To put it simply we use the weblogic scripting tool wlst.cmd on the primary OHS server to connect to the node manager on the second OHS server and start OHS remotely.


When you install OHS with the EPM installer it configures OHS as a standalone node. OHS needs the local OHS Node manager service running in order to start. By default each node manager instance only listens on localhost (you can’t connect to it remotely) but we can tweak the node manager Windows service to listen externally which enables us to connect from the primary node to the secondary node manager and start OHS on the secondary node.

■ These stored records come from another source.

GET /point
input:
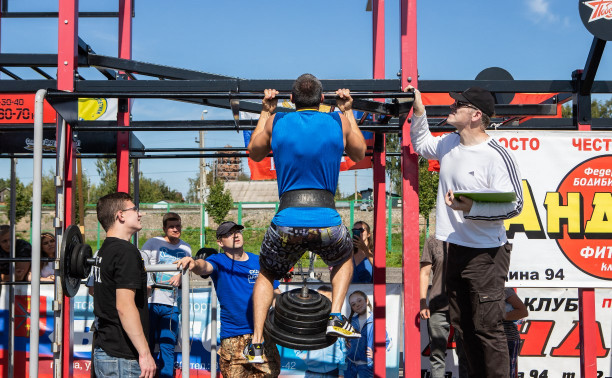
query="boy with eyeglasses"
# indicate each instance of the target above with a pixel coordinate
(120, 294)
(163, 311)
(478, 250)
(234, 273)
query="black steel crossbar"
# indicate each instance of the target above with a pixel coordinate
(61, 95)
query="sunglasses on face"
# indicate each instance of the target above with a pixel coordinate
(231, 233)
(461, 104)
(135, 208)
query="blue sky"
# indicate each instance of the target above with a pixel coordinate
(270, 39)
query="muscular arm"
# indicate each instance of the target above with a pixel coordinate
(261, 139)
(354, 145)
(200, 267)
(130, 322)
(354, 142)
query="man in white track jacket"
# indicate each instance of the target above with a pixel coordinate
(479, 253)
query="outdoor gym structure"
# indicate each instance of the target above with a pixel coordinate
(119, 80)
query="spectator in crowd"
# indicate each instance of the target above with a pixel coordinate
(434, 307)
(326, 362)
(23, 249)
(363, 253)
(234, 273)
(359, 359)
(47, 246)
(479, 252)
(163, 311)
(120, 294)
(203, 254)
(515, 312)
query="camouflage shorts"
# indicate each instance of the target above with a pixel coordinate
(283, 246)
(232, 363)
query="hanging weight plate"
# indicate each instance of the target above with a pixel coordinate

Alter the Node Manager Listen Address

On the second OHS server:

  • Stop OHS using the command line command stopComponent.cmd ohs_component
  • Stop the OHS Node Manager Windows service
  • Open up the Windows registry at: 

HKEY_LOCAL_MACHINE\SYSTEM\CurrentControlSet\Services\Oracle Weblogic ohs NodeManager (E_Oracle_Middleware_ohs_wlserver)\Parameters

  • Edit the CmdLine parameter and find the -DListenAddress='localhost' in the string
  • Change the ListenAddress so that it listens on the hostname rather than localhost e.g. -DListenAddress='Hostname2' This enables us to connect to the node manager remotely.
  • Start the Node manager Windows service on the second OHS server

Create a Super Simple Python Script to Start OHS on Server2

We can now write a simple python script on the primary OHS server to start OHS on the secondary OHS Server.

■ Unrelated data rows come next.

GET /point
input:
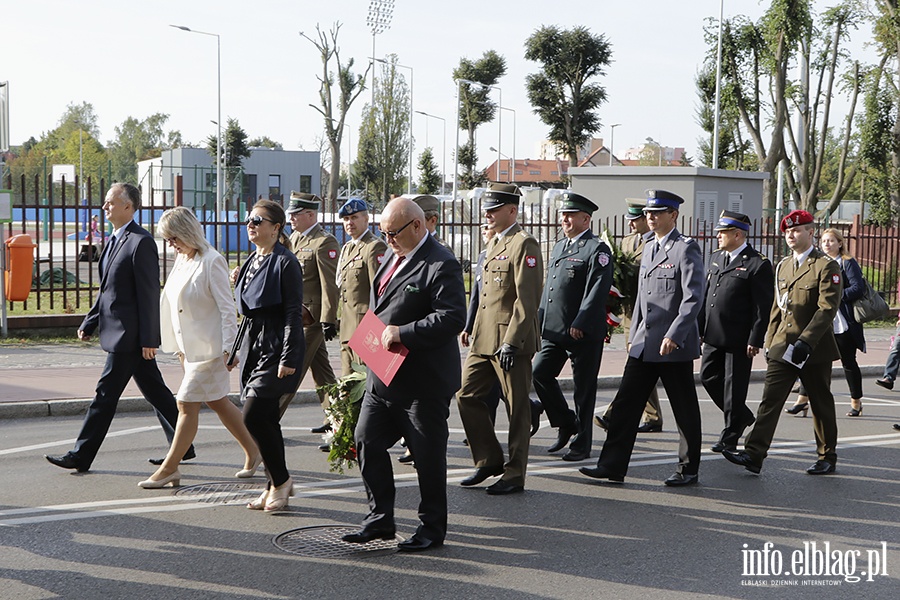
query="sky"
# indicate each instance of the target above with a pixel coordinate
(124, 59)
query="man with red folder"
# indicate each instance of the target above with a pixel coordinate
(418, 294)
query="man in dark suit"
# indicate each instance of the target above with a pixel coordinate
(418, 294)
(572, 318)
(665, 340)
(127, 313)
(733, 321)
(799, 342)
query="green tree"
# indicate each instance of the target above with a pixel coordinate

nmConnect('epm_admin', 'password', 'hostname2', '5557', 'ohs', 'E:/Oracle/Middleware/user_projects/EPMFDN2/httpConfig/ohs','ssl')
nmStart(serverName='ohs_component', serverType='OHS')

  • nmConnect() - this command connects to the OHS node manager on hostname2
    • The user name and password are the Weblogic Admin credentials
    • The hostname is the servername of the second OHS server
    • 5557 is the default port that OHS NodeManager runs on in EPM installations
  • nmStart() - this command starts the OHS 'ohs_component' server on hostname2
  • nmDisconnect() - disconnects from NodeManager
Use the Weblogic Scripting Tool to run the script. You should use the wlst.cmd found in the Oracle\Middleware\oracle_common\common\bin folder:


E:\Oracle\Middleware\oracle_common\common\bin\wlst.cmd E:\Oracle\Scripts\

To stop OHS on hostname2 you can run a similar script which uses the nmKill() command to kill the secondary instance of OHS:

nmConnect('epm_admin', 'password', 'hostname2', '5557', 'ohs', 'E:/Oracle/Middleware/user_projects/EPMFDN2/httpConfig/ohs','ssl')
nmKill(serverName='ohs_component', serverType='OHS')

Points of Interest

This works nicely, however it stores the password in plain text which isn't great. You can alter the nmConnect() command to use userConfigFile and userKeyFile parameters to store the encrypted user credentials.

Another point to make is that your usual "startComponent.cmd ohs_component" script won't work any more. This is because the script tries to connect to nodemanager on localhost instead of the hostname. The simple solution is to use the same script on your second OHS server.

Hope you all have a safe and merry Christmas!